A recent research report published by National Employment Savings Trust (NEST) shows that the target market for the yet to be launched auto-enrolment scheme are more likely to make changes to their pension contributions during periods of financial crisis, with many stopping contributions to their pension savings completely during economic slowdown.
The analysis of its sample data revealed 46 percent of the respondents matching NEST’s future target market, made some sort of changes in pension savings as a result of financial crisis.
The research also found that compared to the control group’s 10 percent, 14 percent of NEST’s target group stopped making any contributions during the financial crisis.

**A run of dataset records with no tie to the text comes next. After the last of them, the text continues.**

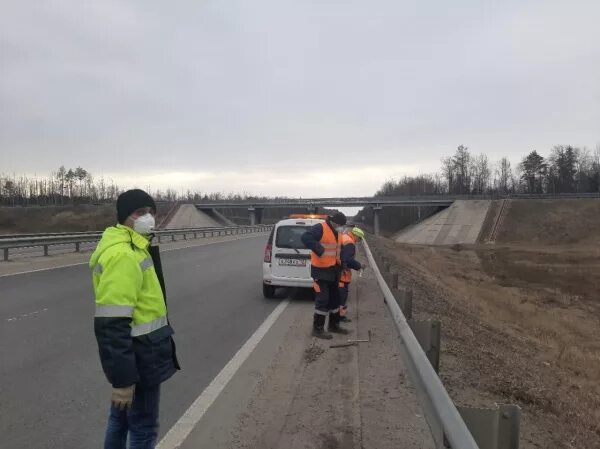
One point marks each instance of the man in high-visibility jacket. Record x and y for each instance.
(349, 263)
(324, 241)
(134, 337)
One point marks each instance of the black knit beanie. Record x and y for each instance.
(339, 218)
(131, 201)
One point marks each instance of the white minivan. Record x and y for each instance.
(287, 260)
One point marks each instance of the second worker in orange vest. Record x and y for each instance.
(324, 240)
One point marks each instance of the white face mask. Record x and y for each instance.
(144, 224)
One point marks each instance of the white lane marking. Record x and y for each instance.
(182, 428)
(26, 315)
(162, 251)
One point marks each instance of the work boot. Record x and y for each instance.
(334, 324)
(319, 327)
(343, 315)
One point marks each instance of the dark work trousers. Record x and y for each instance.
(327, 298)
(343, 292)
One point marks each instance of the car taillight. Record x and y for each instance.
(268, 250)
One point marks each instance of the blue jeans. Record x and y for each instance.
(141, 421)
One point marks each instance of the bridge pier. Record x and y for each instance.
(376, 212)
(255, 215)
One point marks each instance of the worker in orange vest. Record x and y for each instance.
(324, 240)
(349, 263)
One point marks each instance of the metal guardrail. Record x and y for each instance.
(456, 427)
(90, 233)
(47, 240)
(444, 420)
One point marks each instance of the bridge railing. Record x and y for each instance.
(45, 241)
(451, 426)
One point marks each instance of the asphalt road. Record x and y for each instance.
(53, 393)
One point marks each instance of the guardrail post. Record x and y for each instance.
(403, 298)
(496, 428)
(428, 334)
(252, 212)
(376, 212)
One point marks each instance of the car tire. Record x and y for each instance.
(268, 291)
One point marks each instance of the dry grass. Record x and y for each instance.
(520, 324)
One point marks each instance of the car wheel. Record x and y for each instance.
(268, 291)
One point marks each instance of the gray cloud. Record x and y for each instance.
(152, 86)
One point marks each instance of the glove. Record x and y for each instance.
(122, 398)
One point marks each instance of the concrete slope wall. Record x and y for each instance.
(460, 223)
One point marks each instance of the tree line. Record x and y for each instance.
(78, 186)
(567, 169)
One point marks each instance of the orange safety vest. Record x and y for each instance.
(331, 255)
(346, 277)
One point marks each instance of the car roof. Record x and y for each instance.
(299, 222)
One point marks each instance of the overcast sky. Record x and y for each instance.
(291, 97)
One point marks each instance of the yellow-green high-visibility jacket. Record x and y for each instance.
(131, 326)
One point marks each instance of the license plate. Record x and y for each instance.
(292, 262)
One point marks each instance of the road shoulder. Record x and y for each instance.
(296, 392)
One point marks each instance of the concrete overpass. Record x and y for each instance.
(255, 207)
(312, 205)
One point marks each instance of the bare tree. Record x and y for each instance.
(504, 176)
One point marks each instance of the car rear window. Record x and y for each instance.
(290, 237)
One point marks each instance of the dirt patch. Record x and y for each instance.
(551, 222)
(520, 324)
(313, 353)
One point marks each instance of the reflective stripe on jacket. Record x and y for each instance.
(331, 254)
(346, 272)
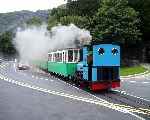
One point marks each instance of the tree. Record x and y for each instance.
(34, 21)
(143, 7)
(115, 19)
(82, 7)
(77, 20)
(6, 45)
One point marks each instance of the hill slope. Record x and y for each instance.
(11, 20)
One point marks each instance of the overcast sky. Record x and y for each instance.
(33, 5)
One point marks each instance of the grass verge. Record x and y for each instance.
(124, 71)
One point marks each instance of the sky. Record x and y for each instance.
(32, 5)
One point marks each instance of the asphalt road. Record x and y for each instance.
(26, 95)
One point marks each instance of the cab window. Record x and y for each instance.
(70, 55)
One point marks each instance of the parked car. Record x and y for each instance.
(23, 66)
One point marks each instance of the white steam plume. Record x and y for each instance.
(35, 42)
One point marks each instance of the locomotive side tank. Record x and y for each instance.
(101, 65)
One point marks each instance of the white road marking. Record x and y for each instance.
(125, 93)
(97, 102)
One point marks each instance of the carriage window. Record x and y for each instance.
(50, 57)
(75, 55)
(60, 57)
(70, 56)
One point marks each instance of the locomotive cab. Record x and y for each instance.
(101, 66)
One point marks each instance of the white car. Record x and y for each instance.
(23, 66)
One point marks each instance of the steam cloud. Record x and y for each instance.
(35, 42)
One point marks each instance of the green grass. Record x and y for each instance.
(124, 71)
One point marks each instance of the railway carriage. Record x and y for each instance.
(63, 62)
(95, 67)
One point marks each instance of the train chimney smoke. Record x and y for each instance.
(34, 43)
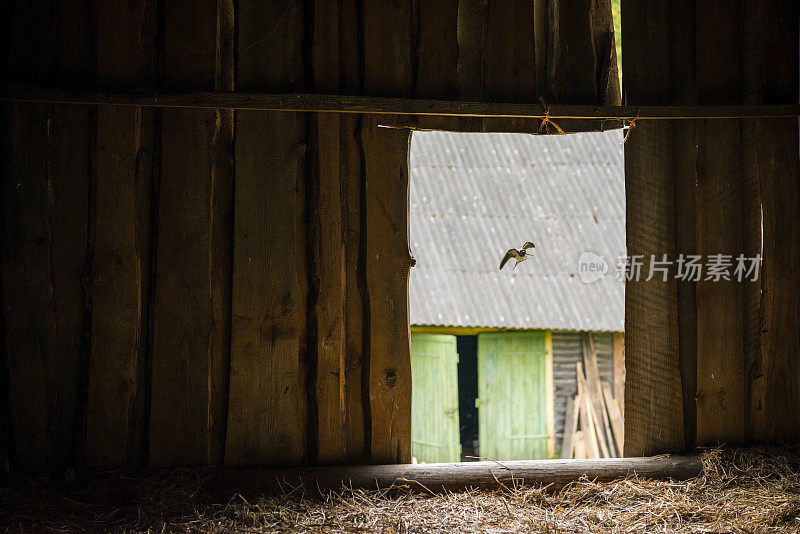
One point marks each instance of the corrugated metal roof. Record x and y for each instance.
(473, 196)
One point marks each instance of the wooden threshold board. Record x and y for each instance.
(430, 478)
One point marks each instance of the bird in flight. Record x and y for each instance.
(519, 255)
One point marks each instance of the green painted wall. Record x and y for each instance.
(434, 398)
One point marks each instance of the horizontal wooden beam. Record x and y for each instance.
(302, 102)
(449, 476)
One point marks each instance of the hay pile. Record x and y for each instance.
(745, 490)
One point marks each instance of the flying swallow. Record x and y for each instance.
(519, 255)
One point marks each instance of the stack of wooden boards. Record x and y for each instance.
(594, 425)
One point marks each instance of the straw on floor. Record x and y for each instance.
(740, 490)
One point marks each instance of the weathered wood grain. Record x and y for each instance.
(436, 67)
(122, 175)
(27, 306)
(509, 61)
(618, 347)
(771, 63)
(329, 305)
(327, 250)
(387, 267)
(267, 409)
(356, 336)
(45, 221)
(653, 393)
(441, 476)
(387, 72)
(721, 378)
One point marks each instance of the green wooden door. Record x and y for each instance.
(512, 396)
(434, 399)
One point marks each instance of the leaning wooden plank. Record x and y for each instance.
(586, 418)
(267, 409)
(570, 426)
(615, 416)
(190, 322)
(581, 446)
(446, 476)
(596, 391)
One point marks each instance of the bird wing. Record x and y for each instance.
(512, 253)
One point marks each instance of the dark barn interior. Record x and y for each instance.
(205, 251)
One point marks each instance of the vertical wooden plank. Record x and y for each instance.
(509, 61)
(619, 367)
(772, 77)
(471, 22)
(582, 65)
(653, 392)
(122, 160)
(267, 419)
(356, 291)
(45, 219)
(436, 74)
(387, 72)
(328, 251)
(221, 256)
(29, 335)
(190, 323)
(548, 376)
(67, 160)
(570, 428)
(721, 382)
(356, 336)
(387, 267)
(328, 308)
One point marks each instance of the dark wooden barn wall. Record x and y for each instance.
(713, 362)
(184, 287)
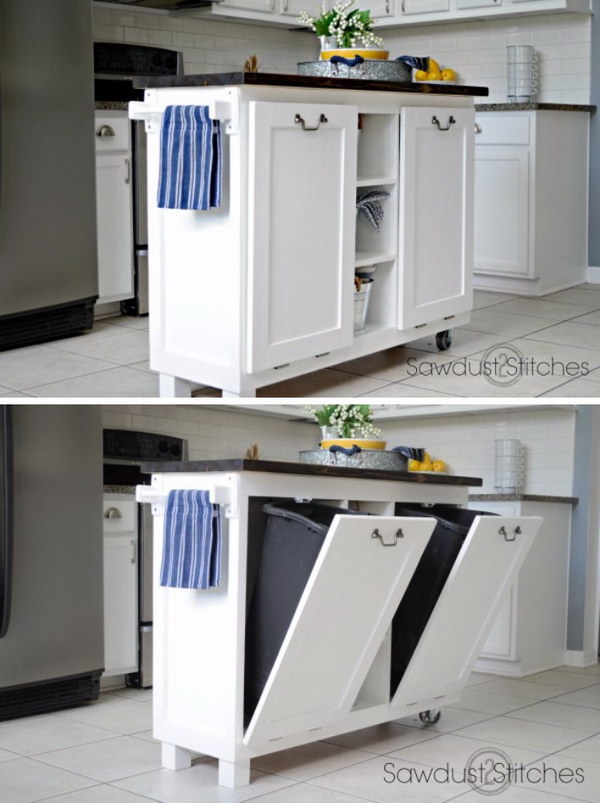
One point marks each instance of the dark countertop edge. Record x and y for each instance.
(305, 81)
(532, 107)
(281, 467)
(567, 500)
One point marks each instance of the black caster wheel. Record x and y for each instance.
(443, 340)
(430, 717)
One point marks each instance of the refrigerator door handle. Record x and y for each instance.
(6, 517)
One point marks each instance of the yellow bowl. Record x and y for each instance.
(348, 443)
(351, 52)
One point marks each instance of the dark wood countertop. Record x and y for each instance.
(278, 467)
(306, 81)
(533, 107)
(567, 500)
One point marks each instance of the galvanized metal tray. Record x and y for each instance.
(369, 70)
(367, 458)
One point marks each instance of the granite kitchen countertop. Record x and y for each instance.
(192, 466)
(305, 81)
(533, 107)
(567, 500)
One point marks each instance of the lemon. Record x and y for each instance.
(448, 74)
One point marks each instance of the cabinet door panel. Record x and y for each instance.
(301, 231)
(436, 214)
(115, 227)
(488, 563)
(424, 6)
(312, 684)
(501, 236)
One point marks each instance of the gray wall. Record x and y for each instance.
(594, 236)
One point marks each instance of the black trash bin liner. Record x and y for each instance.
(425, 587)
(293, 538)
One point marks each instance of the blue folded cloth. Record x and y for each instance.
(191, 159)
(192, 541)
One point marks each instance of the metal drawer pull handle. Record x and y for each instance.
(299, 119)
(435, 121)
(507, 537)
(377, 534)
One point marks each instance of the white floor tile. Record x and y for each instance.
(125, 347)
(25, 781)
(375, 780)
(309, 760)
(487, 298)
(30, 735)
(588, 697)
(501, 323)
(530, 690)
(456, 751)
(25, 368)
(583, 783)
(116, 382)
(199, 785)
(382, 738)
(569, 681)
(520, 733)
(540, 308)
(479, 699)
(452, 719)
(128, 717)
(568, 716)
(107, 761)
(99, 794)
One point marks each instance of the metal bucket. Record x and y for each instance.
(369, 70)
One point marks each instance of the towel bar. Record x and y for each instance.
(218, 109)
(218, 495)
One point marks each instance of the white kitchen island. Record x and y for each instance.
(333, 671)
(262, 289)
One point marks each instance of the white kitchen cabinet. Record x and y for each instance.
(287, 238)
(436, 174)
(114, 207)
(302, 239)
(120, 584)
(314, 692)
(529, 633)
(530, 200)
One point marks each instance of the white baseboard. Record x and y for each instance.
(593, 275)
(580, 658)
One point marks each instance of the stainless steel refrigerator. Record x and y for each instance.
(51, 571)
(48, 264)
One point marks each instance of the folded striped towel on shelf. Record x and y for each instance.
(191, 159)
(192, 541)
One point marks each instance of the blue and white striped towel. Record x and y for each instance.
(191, 159)
(192, 541)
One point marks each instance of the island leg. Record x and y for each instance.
(175, 758)
(173, 386)
(234, 774)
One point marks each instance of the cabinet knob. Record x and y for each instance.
(299, 119)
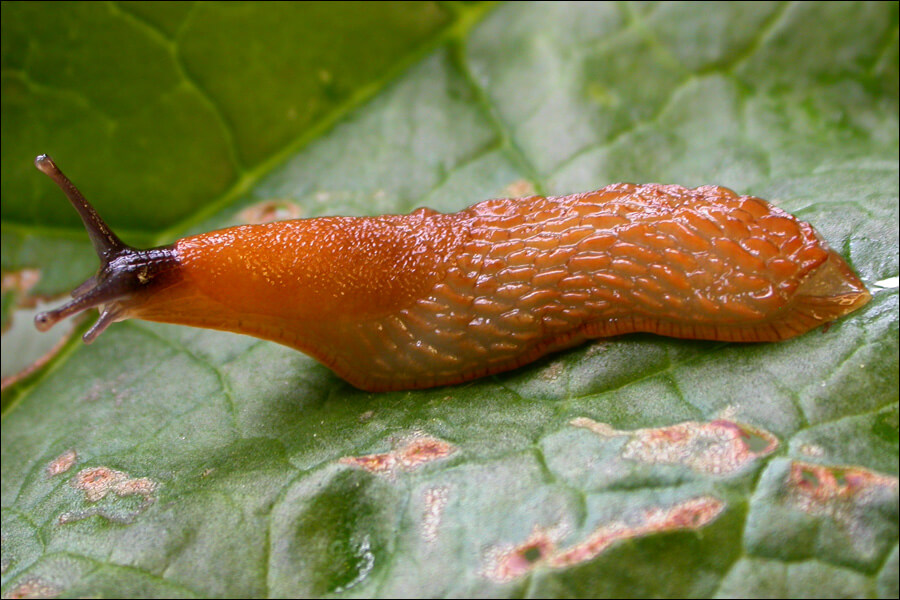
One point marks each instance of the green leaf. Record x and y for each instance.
(169, 461)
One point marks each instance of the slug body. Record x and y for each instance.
(427, 299)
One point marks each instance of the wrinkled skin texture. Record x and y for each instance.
(426, 299)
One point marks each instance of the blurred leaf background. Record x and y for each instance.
(175, 118)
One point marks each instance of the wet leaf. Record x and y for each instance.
(169, 461)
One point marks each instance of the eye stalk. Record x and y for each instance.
(123, 270)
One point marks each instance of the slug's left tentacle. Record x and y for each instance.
(123, 270)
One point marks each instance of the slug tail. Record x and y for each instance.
(830, 292)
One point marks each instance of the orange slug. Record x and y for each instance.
(426, 299)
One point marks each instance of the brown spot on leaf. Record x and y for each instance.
(269, 211)
(841, 493)
(99, 483)
(718, 447)
(506, 563)
(435, 502)
(61, 463)
(691, 514)
(96, 482)
(33, 587)
(413, 453)
(511, 562)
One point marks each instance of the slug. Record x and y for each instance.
(426, 299)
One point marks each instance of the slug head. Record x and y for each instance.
(125, 273)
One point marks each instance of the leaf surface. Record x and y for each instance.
(177, 462)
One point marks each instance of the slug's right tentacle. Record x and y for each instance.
(106, 243)
(123, 270)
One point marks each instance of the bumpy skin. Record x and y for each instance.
(426, 299)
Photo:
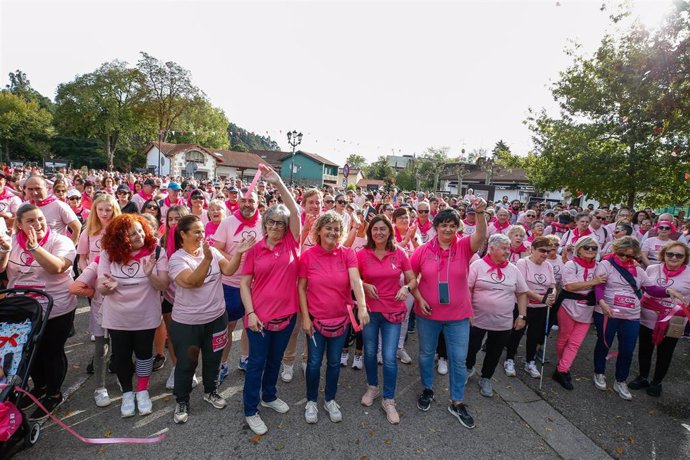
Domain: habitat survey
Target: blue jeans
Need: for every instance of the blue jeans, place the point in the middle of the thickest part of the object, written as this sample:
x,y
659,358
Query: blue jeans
x,y
334,347
390,334
265,352
457,336
627,331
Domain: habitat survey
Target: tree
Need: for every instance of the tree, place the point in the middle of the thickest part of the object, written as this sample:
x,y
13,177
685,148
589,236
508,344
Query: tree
x,y
106,105
356,161
169,91
621,134
25,128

Many respondents failed to see that pension savings were unlike investments and fluctuation in the value of pension pots is similar to any savings account. Savers also reacted emotionally due to interim losses suffered including surprise and incredulity, helplessness, anger and disappointment.
The participants’ also wanted to know where the money had gone and who’s to be blamed when there hypothetical pension pots lost value.
“The challenge for Nest is to encourage our members to start saving, continue saving and take appropriate investment risk to support them in building a better income in retirement,” said Mark Fawcett, chief investment officer of NEST while commenting on the findings.
Explaining the rationale behind the research, Fawcett said the research was part of the extensive evidence base developed by NEST that recognise that for a substantial part of NEST’s future members, pensions and investment are new concepts and hence, can be intimidating, while helps the scheme develop future investment solutions.
“When developing Nest’s investment strategy our starting point and our first investment belief is the importance of understanding our members,” Fawcett added.
“We have developed an investment approach that takes account of their attitudes, aspirations and, in some cases, fears,” he claimed.